Citing Uzbekistan's more enduring stars like the band Yalla
and the singer Yulduz Usmanova (who composed the country's new
national anthem), Mr. Chellis said that many artists there "are
at a quality level and a level of artistic originality
comparable to pop artists in America."
Yet they are living in a country whose music industry in its
infancy, where fame is impossible without government patronage
and where there is no money to be made from recordings.
Legitimate record stores barely exist in Uzbekistan, and bootleg
cassette stands are proliferating. Even household names like
Yulduz and Yalla make the bulk of their money performing the
traditional Uzbek way, as wedding musicians.
The cultural center of life remains the bazaar, where blaring
from the boomboxes of cassette vendors everywhere are fast,
sinuous pop songs by Uzbek stars like Osoda; raps from European
dance acts like the Bomfunk MC's; ballads from Persian singers
like Andy; alternative rock from Russian bands like B2;
traditional Uzbek folk by older musicians like Sherali Jo'Raev;
and a new genre of Uzbek-style Europop from upstarts like DJ
Pilgrim and Juliano.
At these makeshift cassette stands, teenagers gather,
discovering new pop stars and exchanging gossip about singers
like Laylo Aliyeva, who was killed last year by thieves who
stole her jewelry.
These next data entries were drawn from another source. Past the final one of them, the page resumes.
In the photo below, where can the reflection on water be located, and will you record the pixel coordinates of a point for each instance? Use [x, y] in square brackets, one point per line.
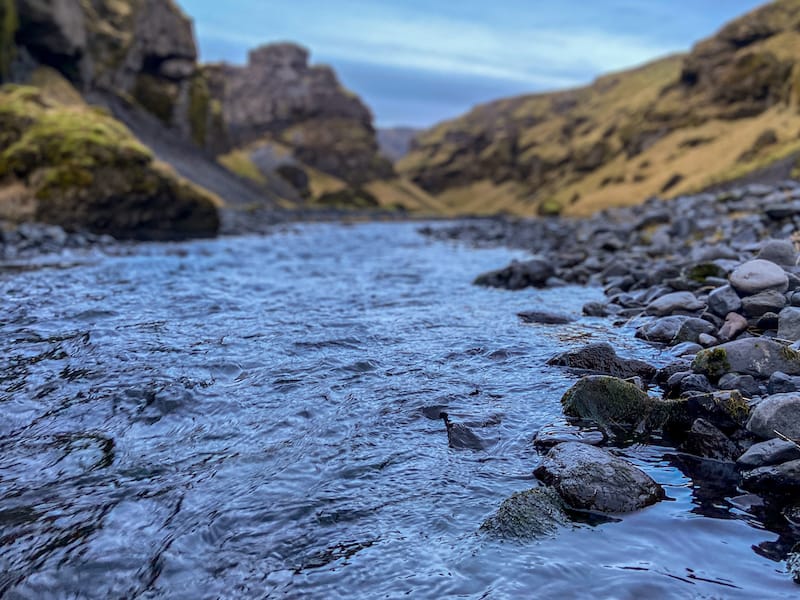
[258, 417]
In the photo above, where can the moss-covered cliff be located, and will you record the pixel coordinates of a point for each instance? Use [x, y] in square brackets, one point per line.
[75, 166]
[670, 127]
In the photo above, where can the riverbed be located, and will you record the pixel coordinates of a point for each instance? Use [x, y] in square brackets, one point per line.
[257, 417]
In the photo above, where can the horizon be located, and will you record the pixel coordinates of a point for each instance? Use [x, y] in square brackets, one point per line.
[416, 65]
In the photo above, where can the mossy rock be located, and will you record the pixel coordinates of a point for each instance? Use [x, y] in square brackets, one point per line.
[87, 172]
[9, 23]
[532, 514]
[616, 405]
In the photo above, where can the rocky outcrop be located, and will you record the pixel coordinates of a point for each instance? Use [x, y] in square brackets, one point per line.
[75, 166]
[279, 98]
[674, 126]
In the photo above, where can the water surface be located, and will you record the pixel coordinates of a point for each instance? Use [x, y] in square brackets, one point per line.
[250, 417]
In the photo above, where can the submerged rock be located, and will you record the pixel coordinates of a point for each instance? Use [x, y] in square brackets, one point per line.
[614, 404]
[528, 515]
[602, 359]
[590, 478]
[460, 436]
[765, 454]
[519, 275]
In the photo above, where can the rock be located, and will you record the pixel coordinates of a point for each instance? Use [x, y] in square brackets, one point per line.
[763, 302]
[695, 383]
[780, 413]
[536, 513]
[600, 309]
[552, 435]
[589, 478]
[678, 302]
[706, 340]
[545, 318]
[759, 276]
[766, 454]
[602, 359]
[780, 252]
[707, 441]
[460, 436]
[83, 170]
[744, 384]
[789, 324]
[614, 404]
[776, 480]
[758, 357]
[675, 330]
[735, 325]
[519, 275]
[781, 383]
[728, 411]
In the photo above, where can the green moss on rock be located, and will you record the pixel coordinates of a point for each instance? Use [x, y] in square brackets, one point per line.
[714, 363]
[87, 171]
[9, 23]
[615, 404]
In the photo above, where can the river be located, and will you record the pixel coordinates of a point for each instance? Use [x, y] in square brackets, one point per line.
[256, 417]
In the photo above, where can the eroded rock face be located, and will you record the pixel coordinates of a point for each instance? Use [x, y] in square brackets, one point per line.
[279, 96]
[590, 478]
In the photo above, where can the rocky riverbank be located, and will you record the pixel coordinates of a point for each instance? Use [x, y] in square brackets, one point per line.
[712, 277]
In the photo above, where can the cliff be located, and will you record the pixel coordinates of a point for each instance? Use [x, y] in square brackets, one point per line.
[677, 125]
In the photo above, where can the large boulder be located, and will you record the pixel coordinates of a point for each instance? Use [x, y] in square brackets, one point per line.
[602, 359]
[528, 515]
[779, 413]
[519, 275]
[759, 357]
[616, 405]
[759, 276]
[590, 478]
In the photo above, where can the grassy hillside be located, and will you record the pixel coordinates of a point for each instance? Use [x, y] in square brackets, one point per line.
[670, 127]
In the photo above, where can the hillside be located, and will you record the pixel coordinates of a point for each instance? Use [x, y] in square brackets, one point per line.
[676, 125]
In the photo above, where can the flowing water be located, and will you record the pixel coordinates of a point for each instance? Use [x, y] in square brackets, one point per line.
[256, 417]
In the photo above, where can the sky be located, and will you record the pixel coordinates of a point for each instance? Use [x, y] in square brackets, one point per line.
[418, 62]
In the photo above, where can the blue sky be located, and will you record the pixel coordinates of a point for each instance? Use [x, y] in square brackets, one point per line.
[417, 62]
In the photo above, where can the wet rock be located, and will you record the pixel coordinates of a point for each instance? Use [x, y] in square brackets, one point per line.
[600, 309]
[763, 302]
[590, 478]
[707, 441]
[519, 275]
[781, 383]
[675, 330]
[780, 252]
[678, 302]
[602, 359]
[779, 413]
[545, 318]
[533, 514]
[758, 357]
[775, 480]
[614, 404]
[789, 324]
[758, 276]
[552, 435]
[460, 436]
[744, 384]
[726, 410]
[766, 454]
[735, 324]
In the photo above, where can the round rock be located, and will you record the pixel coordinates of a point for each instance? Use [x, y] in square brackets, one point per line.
[759, 276]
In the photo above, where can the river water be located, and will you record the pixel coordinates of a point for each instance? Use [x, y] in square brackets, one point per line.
[255, 417]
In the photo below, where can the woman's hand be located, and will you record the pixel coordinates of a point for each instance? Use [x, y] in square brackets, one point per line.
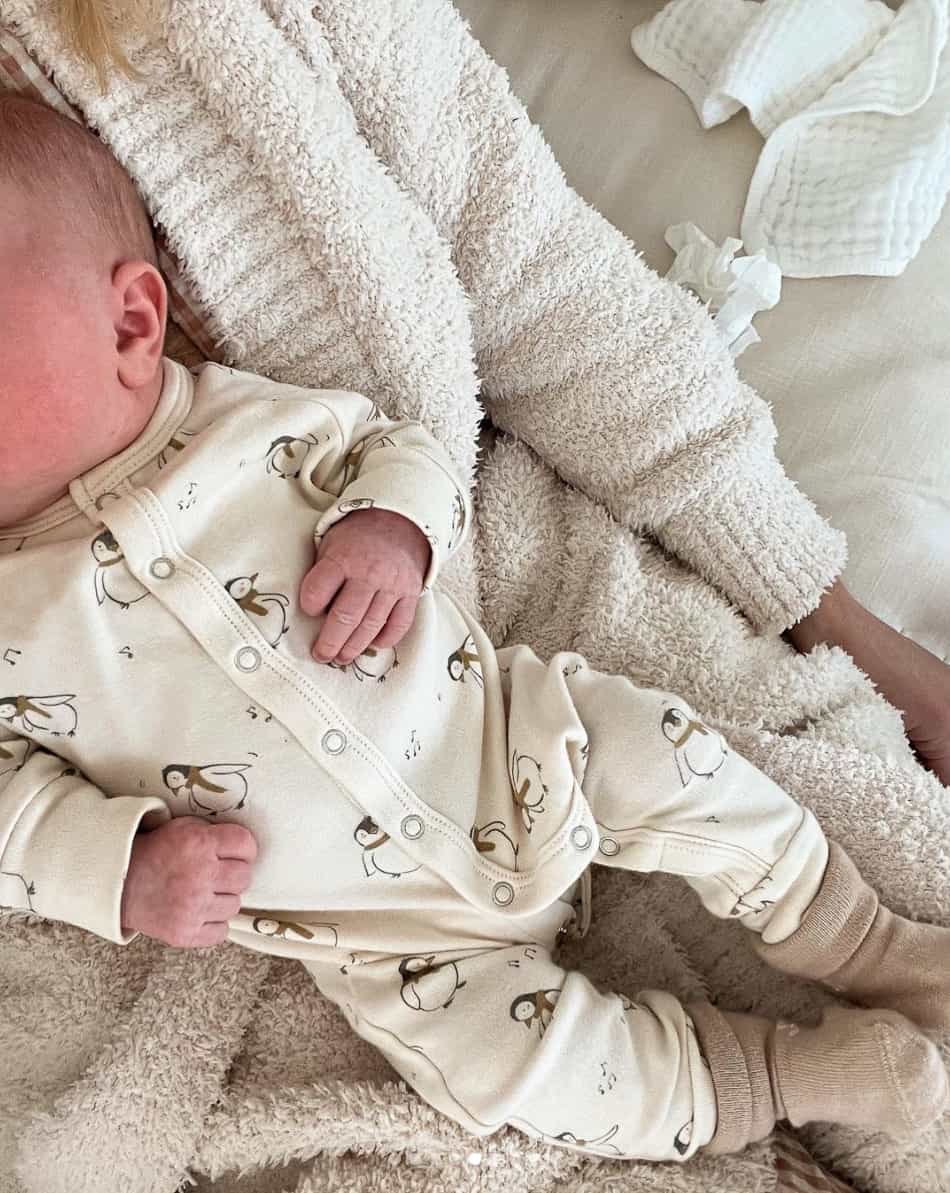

The differences between the entertainment
industries in the United States and Uzbekistan can be discussed.
With the aid of a translator, this conversation about the
differences between the two music industries took place in the
new bazaar just outside the center of Bukhara, an ancient holy
city in the Kyzylkum desert. Nasimi Umarov is a 21-year-old tape
seller who is helped out by Alexie Soshnin, a 22- year-old
student, who occasionally offered his opinions.
NEIL STRAUSS You sell only cassettes. Does anybody have CD
players?
NASIMI UMAROV Some people do, but CD's are too expensive.
They cost two or three American dollars, and that's too much for
most people.
STRAUSS Where do you get the cassettes?
UMAROV We go to a warehouse store in Tashkent and just buy
the cassettes. Then we copy them. Do they do this in America?
STRAUSS Not really. A few people sometimes sell pirated music
in the streets, but there are often crackdowns by the police.
UMAROV In Uzbekistan, it's the only way to get music.
STRAUSS How are artists paid, then?
UMAROV They perform at weddings. Before independence, that
was the only way Uzbeks were allowed to perform for one
another.
STRAUSS What sells better, Western or Uzbek pop?
UMAROV Before independence, we did not listen to much
American music. Very few people here were interested. But now
Uzbek music is very similar to European music. People aren't
interested in traditional music, unless the Islamic
fundamentalists come to power.
STRAUSS Do artists ever sing political songs that subtly
criticize the government or the former Soviet government?
UMAROV No, here they make patriotic music. Those are the only
political songs. Sometimes we have patriotic festivals. The
theme of one this year was, "We Will Not Give Uzbekistan to
Anybody." How about in America?
STRAUSS Our most famous festival, Woodstock, was a protest
against the government and the Vietnam War. If some of our rock
musicians made patriotic songs, they would risk losing their
audience. Are there censors here who approve lyrics?
UMAROV No. Are there censors in America?
STRAUSS Have you ever heard of Dr. Dre or Eminem?
UMAROV Only Dr. Alban.
STRAUSS Well, they are rappers, and their music is
controversial because of lyrics about violence and disrespecting
women. Politicians are getting so worried that Congress has been
holding hearings on what it should do to keep the music away
from children.
UMAROV You couldn't do that here. If people made music with
those kinds of lyrics, nobody would buy it.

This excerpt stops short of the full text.